C # reference SHDocVw to simulate webpage operations,
Due to the need of recent projects, web page crawling is exposed.
Some simple web pages are exposed at the initial stage. After packet capture analysis by Fiddler, you can simulate http requests and perform the desired operations.
Some complex web pages are exposed later. It is difficult to implement a set of simulated logon methods, and the website is encrypted. It cannot be analyzed after the Fiddler captures packets. Therefore, the webbrower control is used and users can log on manually, after logging on, the program automatically completes subsequent operations.
- 3. SHDocVw. InternetExplorer
Later, some problems were solved by webbrower. (After clicking the button, there was no correct response. I don't know whether it was the cause of iframe or the cross-origin js issue.) This was found on the website.

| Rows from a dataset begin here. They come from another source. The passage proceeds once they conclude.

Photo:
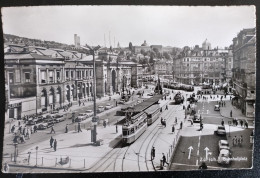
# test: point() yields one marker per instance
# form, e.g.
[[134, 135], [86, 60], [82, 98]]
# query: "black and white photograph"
[[92, 89]]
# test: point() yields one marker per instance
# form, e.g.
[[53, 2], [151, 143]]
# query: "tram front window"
[[125, 132]]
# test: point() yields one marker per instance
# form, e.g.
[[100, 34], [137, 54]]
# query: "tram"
[[178, 98], [153, 113], [134, 127]]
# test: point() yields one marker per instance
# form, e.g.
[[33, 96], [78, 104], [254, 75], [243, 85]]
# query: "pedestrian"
[[164, 160], [152, 153], [51, 141], [240, 140], [173, 129], [55, 145], [181, 125], [66, 128], [35, 128], [234, 141], [222, 122], [13, 129], [246, 124], [79, 127], [52, 129], [241, 123], [191, 122]]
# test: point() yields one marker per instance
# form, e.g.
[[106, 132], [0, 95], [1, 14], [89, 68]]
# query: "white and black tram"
[[134, 127], [153, 113]]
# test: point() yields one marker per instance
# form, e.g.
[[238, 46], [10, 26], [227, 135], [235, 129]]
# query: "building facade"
[[244, 71], [198, 65]]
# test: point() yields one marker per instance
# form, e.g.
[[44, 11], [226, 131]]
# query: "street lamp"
[[15, 151], [95, 118]]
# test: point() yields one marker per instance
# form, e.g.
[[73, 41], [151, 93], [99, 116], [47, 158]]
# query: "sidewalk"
[[167, 141], [73, 148], [236, 113]]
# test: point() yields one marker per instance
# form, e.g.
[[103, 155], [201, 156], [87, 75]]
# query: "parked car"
[[89, 113], [221, 130], [223, 144], [108, 106], [150, 94], [100, 109], [121, 101], [81, 117], [42, 126], [224, 157], [59, 118], [216, 108]]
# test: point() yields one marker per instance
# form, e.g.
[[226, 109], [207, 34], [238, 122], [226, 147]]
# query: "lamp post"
[[36, 154], [95, 118]]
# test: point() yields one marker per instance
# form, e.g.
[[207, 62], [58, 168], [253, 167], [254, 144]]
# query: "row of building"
[[40, 80]]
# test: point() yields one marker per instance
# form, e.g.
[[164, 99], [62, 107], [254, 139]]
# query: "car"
[[59, 118], [42, 126], [216, 108], [108, 106], [224, 157], [31, 122], [196, 118], [89, 113], [81, 117], [223, 144], [221, 130], [100, 109], [121, 101]]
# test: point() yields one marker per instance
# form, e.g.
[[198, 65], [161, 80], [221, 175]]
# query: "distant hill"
[[13, 39]]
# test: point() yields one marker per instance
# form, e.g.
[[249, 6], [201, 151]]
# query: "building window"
[[43, 76], [27, 77], [58, 75], [51, 77], [11, 78]]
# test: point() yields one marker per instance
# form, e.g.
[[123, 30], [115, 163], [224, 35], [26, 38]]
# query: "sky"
[[176, 26]]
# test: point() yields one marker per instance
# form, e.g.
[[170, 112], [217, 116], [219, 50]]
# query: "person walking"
[[66, 128], [164, 160], [79, 128], [35, 128], [241, 123], [222, 122], [52, 129], [51, 142], [181, 125], [173, 129], [152, 153], [55, 145], [234, 141], [240, 140]]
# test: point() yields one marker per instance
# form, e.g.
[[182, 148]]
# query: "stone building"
[[244, 71], [198, 65]]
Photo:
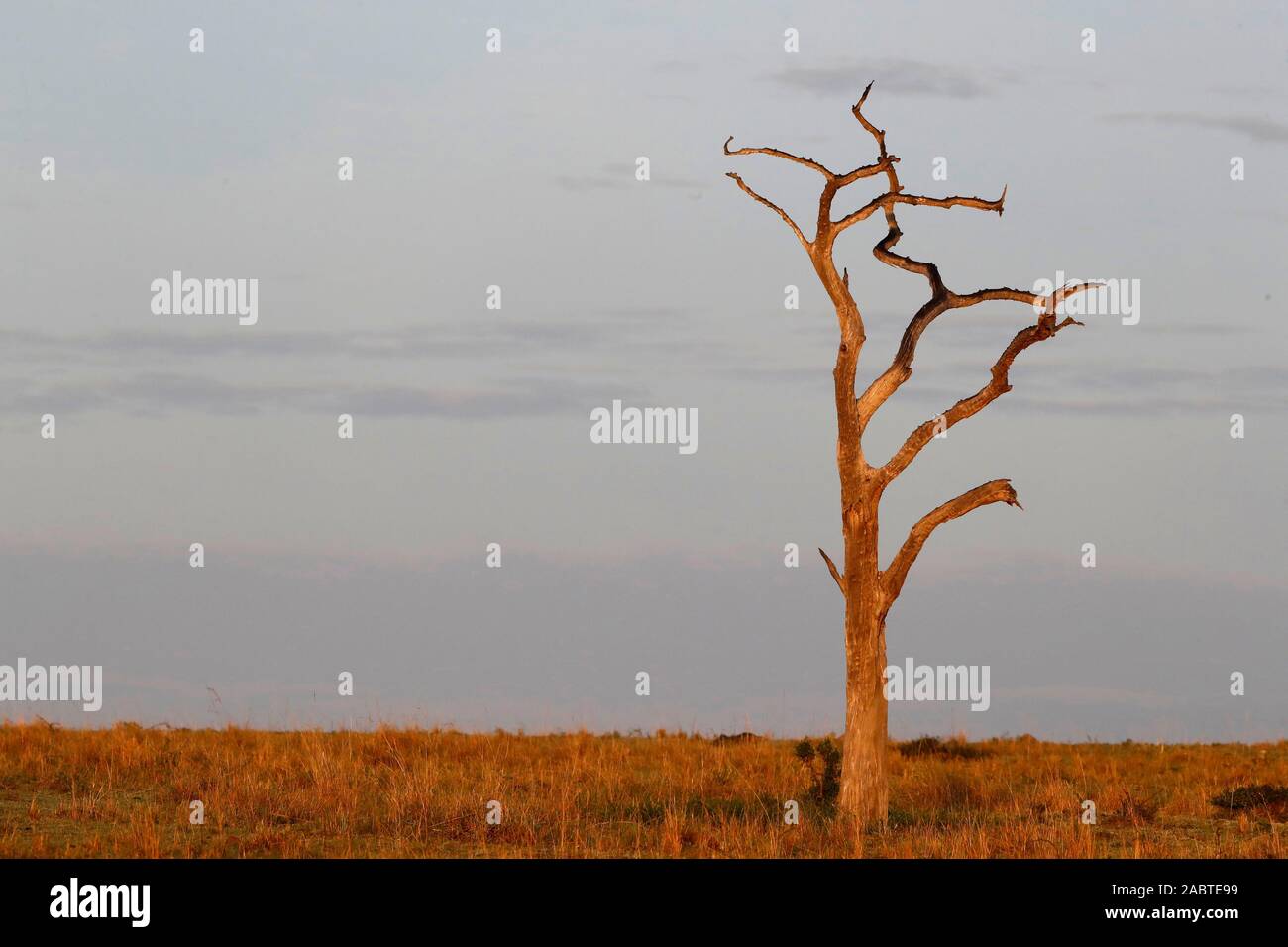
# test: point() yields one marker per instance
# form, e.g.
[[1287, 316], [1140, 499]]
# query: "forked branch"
[[997, 385], [894, 577]]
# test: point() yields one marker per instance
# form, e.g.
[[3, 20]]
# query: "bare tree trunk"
[[868, 589], [863, 764]]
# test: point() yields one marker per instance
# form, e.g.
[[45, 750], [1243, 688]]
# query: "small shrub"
[[822, 761], [1250, 797]]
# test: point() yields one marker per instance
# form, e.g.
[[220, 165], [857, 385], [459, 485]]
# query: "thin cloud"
[[1258, 129], [161, 394]]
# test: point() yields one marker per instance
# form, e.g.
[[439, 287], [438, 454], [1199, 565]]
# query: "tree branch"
[[774, 208], [901, 367], [999, 385], [894, 577], [831, 567], [787, 157]]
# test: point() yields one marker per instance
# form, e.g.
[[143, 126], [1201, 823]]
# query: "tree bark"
[[868, 590], [864, 792]]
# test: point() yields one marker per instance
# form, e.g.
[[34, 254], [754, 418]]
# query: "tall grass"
[[410, 792]]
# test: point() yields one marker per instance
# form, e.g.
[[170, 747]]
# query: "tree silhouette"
[[868, 589]]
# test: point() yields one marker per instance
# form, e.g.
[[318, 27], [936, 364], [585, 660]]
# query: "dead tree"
[[868, 589]]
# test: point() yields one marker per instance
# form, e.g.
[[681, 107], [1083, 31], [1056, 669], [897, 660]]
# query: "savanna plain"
[[129, 791]]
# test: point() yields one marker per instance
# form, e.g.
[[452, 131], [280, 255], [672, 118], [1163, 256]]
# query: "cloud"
[[1258, 129], [900, 76], [163, 393]]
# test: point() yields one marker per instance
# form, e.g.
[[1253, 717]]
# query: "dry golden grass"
[[411, 792]]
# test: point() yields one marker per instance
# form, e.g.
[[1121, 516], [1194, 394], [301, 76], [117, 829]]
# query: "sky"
[[472, 425]]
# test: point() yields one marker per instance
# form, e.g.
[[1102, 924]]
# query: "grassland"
[[411, 792]]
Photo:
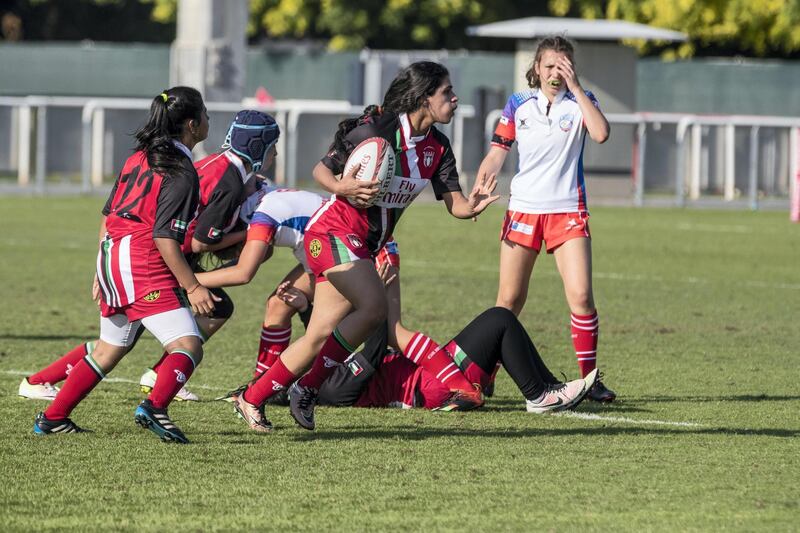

There are a lot of such searches on the Internet, and some basic operations are mentioned, such as getting IE, opening a specified URL, obtaining a control, executing a control click, and executing JS.
However, to achieve automation, the most important thing is to judge whether the current page has been loaded, which is rarely mentioned on the Internet. The following are some methods to collect on the Internet:
It is determined that ReadyState = tagREADYSTATE. READYSTATE_COMPLETE is completed.
However, in actual use, the ReadyState will not change in some cases (for example, when the form of some pages is submitted for query), and The status is always complete. Therefore, this judgment is inaccurate.
JudgmentStatusTextWhether to include "completed". If yes, the page is loaded completely. If no content is included, the page is not loaded completely.
When the page is loaded, the DocumentComplete event is triggered, so we can set the semaphore through DocumentComplete.